Alessandra Reß, 21.11.2019
Fee oder Elfe? In der modernen Fantasy ist das kaum mehr zu trennen. Doch während die Elfen vorwiegend der germanischen Mythologie entstammen, fußt das Feenbild vor allem auf keltischen Vorstellungen. Ein Überblick zur (Literatur-)Geschichte von Sídhe, Vily und anderen Fairies.
Feen sind etwa handtellergroß, haben insektenartige Flügel und lieben Blumen. So zumindest das Bild, das Illustrationen von Warwick Goble bis Stephanie Pui-Mun Law, berühmte Popkultur-Feen wie Tinkerbell oder Romane wie die „Elfen“-Reihe von Bernhard Hennen vermitteln. Andererseits tauchen auch in Amelia Hutchins „Fae Chronicles“ Feen auf – und die ähneln deutlich mehr Tolkien-Elben denn menschenähnlichen Libellen.

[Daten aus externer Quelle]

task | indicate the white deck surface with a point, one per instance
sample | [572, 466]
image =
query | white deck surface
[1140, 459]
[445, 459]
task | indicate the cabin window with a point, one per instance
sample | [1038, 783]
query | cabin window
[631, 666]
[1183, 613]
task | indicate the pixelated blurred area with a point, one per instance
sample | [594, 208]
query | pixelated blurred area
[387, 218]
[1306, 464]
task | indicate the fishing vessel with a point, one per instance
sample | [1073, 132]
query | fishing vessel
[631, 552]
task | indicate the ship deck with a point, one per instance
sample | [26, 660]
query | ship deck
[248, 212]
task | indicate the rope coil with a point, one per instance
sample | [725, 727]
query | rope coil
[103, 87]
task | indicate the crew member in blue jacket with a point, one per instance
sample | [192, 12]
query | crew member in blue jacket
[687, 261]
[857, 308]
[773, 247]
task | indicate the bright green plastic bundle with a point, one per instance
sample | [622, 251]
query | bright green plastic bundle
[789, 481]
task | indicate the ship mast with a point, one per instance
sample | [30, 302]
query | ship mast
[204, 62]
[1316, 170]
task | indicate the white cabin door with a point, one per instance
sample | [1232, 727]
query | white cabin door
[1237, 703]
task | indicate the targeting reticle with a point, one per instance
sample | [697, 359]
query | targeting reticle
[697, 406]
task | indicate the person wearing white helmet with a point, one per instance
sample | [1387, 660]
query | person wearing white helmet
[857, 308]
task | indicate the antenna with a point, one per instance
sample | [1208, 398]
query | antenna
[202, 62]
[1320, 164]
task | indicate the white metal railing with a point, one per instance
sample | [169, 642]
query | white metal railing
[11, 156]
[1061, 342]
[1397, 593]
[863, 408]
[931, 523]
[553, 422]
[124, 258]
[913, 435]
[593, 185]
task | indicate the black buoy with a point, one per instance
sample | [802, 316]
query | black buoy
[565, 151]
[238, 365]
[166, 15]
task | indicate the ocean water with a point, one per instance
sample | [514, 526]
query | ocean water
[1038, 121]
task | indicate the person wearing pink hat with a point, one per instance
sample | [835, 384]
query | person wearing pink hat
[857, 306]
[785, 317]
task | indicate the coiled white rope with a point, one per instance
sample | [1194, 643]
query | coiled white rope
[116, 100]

In der Fantasy existieren diese Vorstellungen derzeit parallel, hinzu kommen zahlreiche Mischformen. Eine Fee, das kann also irgendein Anderweltbewohner sein, aber auch ein Blumenwesen oder eine klassische High-Fantasy-Elfe.
Von Fomoriern, Sídhe und gefallenen Engeln
Die Verwirrung basiert auf einer Vermischung keltisch-slawischer und germanischer Vorstellungen. Während die Elfen hauptsächlich von den alfar / Elfen abstammen, wie sie bei Snorri Sturluson beschrieben werden, lassen sich als klassischstes Vorbild der Feen die keltischen fairies nennen. Der Begriff leitet sich dabei von fays ab, was so viel wie „Schicksalskräfte“ bedeutet und als Verweis auf die prophetischen Fähigkeiten und die Rollen verstanden werden kann, die Feen im Leben menschlicher Sagengestalten einnehmen.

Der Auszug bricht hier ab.